You are what you eat: DIY human steak installation ignites debate around the ultimate taboo — cannibalism
Ouroboros Steak was intended as a critique of the cultured meat industry, its creators say, but it’s proven difficult for people to see past the concept of autocannibalism
Author of the article:Laura Brehaut
Publishing date:Nov 28, 2020 •
Human cells, mycelium, paper, plastic. This story starts benignly enough. But as with so many points of contention in our polarized world, it’s about context, engrained beliefs and a sliding scale of willingness to consider other points of view. A DIY meat kit is the crux of the debate — but this isn’t just any protein.
Instead of using animal cells to produce chicken nuggets, meatballs or slices of steak, Ottawa scientist Andrew Pelling, industrial designer and scientist Grace Knight, and interdisciplinary artist, designer and researcher Orkan Telhan cultured human cells in human serum to grow blobs of, you guessed it, human meat.
Feeling queasy yet? Or an uncomfortable push-pull of repulsion and intrigue? It gets even more provocative when you consider the name the team of scientists and designers gave their concept: Ouroboros Steak. Conceivably grown by the eater using their own cheek-swabbed cells and a blood bank by-product, it’s a reference to the ancient Egyptian symbol of a snake swallowing its own tail. An infinite loop merging the consumer with the consumed.
Originally part of Telhan’s “Breakfast Before Extinction” series, the installation is now on display at London’s Design Museum among the Beazley Designs of the Year. Four bite-sized, crimson morsels of flesh preserved in resin sit on a red and white checkered rim plate set on a pink and white striped placement, a shiny stainless steel fork to their left, and knife to their right.
Architecture and design magazine Dezeen featured the project in mid-November, in an article titled “Ouroboros Steak grow-your-own human meat kit is ‘technically’ not cannibalism.” Coverage has snowballed, all hung up on one word: cannibalism.
Ouroboros Steak was intended as a thought experiment, Telhan explains. A critique of the lab-grown meat industry, designed to start a discussion rather than present a potential protein solution for the future.
Ouroboros ‘Grow-Your-Own’ Steak Kits for Sale? Can You Buy This DIY Meal Kit? Scientists Say It is ‘Not Cannibalism’
22 November 2020, 9:17 am EST By Urian B. Tech Times
The popular saying that goes “you are what you eat” has recently become just a whole lot more literal. A new “DIY meal kit” that can be used to grow steaks that are made mostly from human cells was just recently nominated by the London-based Design Museum as the “design of the year.”
Human steak kits for sale?
Called “Ouroboros Steak,” this is named right after the circular symbol of a snake known for eating itself tail-first. This hypothetical kit would later on come with everything that one person would need in order to use their own cells to grow miniature human meat steaks, according to the story by NYpost.
According to one of the designers known as Grace Knight in the statement given to Dezeen Magazine, people think that the thought of eating oneself is considered as cannibalism, which is still technically not. Before thinking if this product should be tried or not, it is worth noting that it is still not available to buy.
What will be the market’s reaction to the ‘not cannibalism’ human cell steaks?
This begs the question what would the business and economic side of this new steak invention be like.

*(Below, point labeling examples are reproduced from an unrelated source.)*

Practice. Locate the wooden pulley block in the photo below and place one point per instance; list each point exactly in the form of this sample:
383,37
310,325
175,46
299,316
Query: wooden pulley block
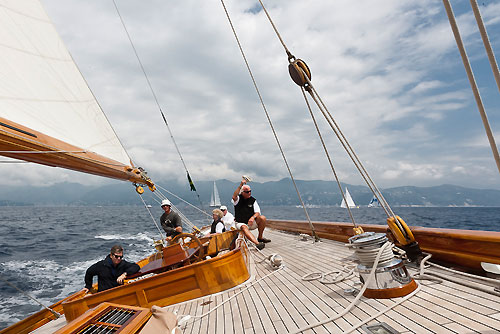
297,69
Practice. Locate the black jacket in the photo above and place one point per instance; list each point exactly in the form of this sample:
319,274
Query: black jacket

While the whole market for steaks is currently huge at the moment, the demand for these human steak kits is still unseen as of the moment.
The whole marketing movement revolves around the steaks being non-disruptive to the whole supply chain since they are grown allegedly in the most humane way as possible since they come from human cells. Although still widely seen as something related to “cannibalism,” the claims are that this is entirely not the same case.

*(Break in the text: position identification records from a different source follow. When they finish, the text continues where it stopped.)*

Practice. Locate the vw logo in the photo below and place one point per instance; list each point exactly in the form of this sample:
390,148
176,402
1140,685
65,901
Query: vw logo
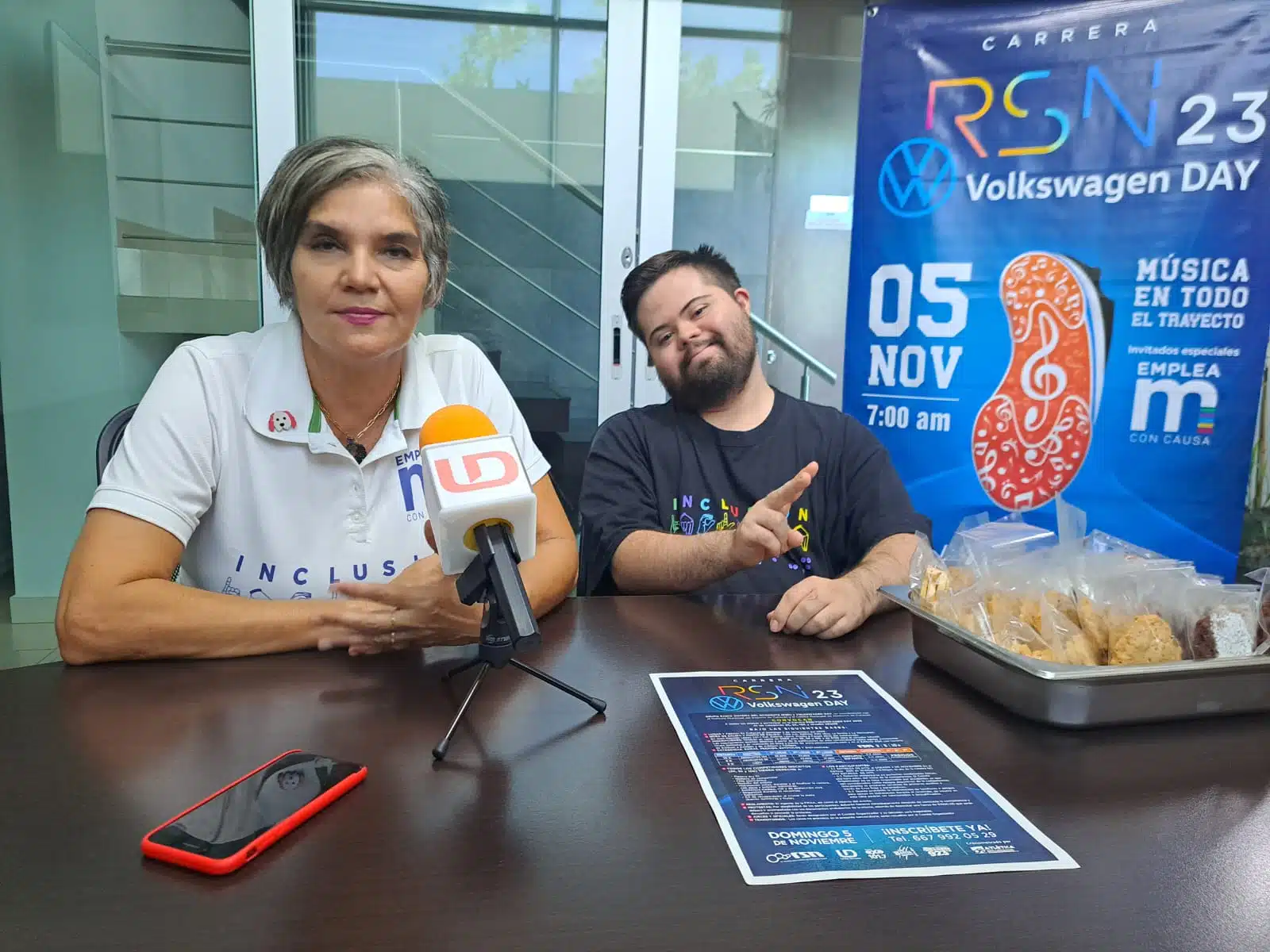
916,178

The consumption of human cell steaks might be futuristic but is currently on its way to possible mass consumption. Although the market for food that is not harmful to the environment is growing, it has not yet reached a competitive level able to penetrate the general market.
Human steak kits creation
This, of course, could change should the human steak kits for sale become a reality but as of now, it is still unclear as to when and if this would happen. According to a website for the possible imagined product, growing the food themselves will allow the consumers to know exactly where and how the food cells were grown ethically and consensually.
The human steak kits were originally created by a known scientist by the name of Andrew Pelling, an artist known as Orkan Telhan and Knight, a particular industrial designer, on commission by the known Philadelphia Museum of Art for a particular exhibit that happened last year. The project was an extension of the whole lab-grown meat industry where the designers told Dezeen magazine that it is not technically as animal-friendly as people might expect.
Lab-grown meat mainly relies on the fetal bovine serum coming from animal cell cultures, though there have been companies that have claimed to be able to find alternatives. FBS is actually made out of the calf fetus blood that is extracted after the pregnant cows are then slaughtered.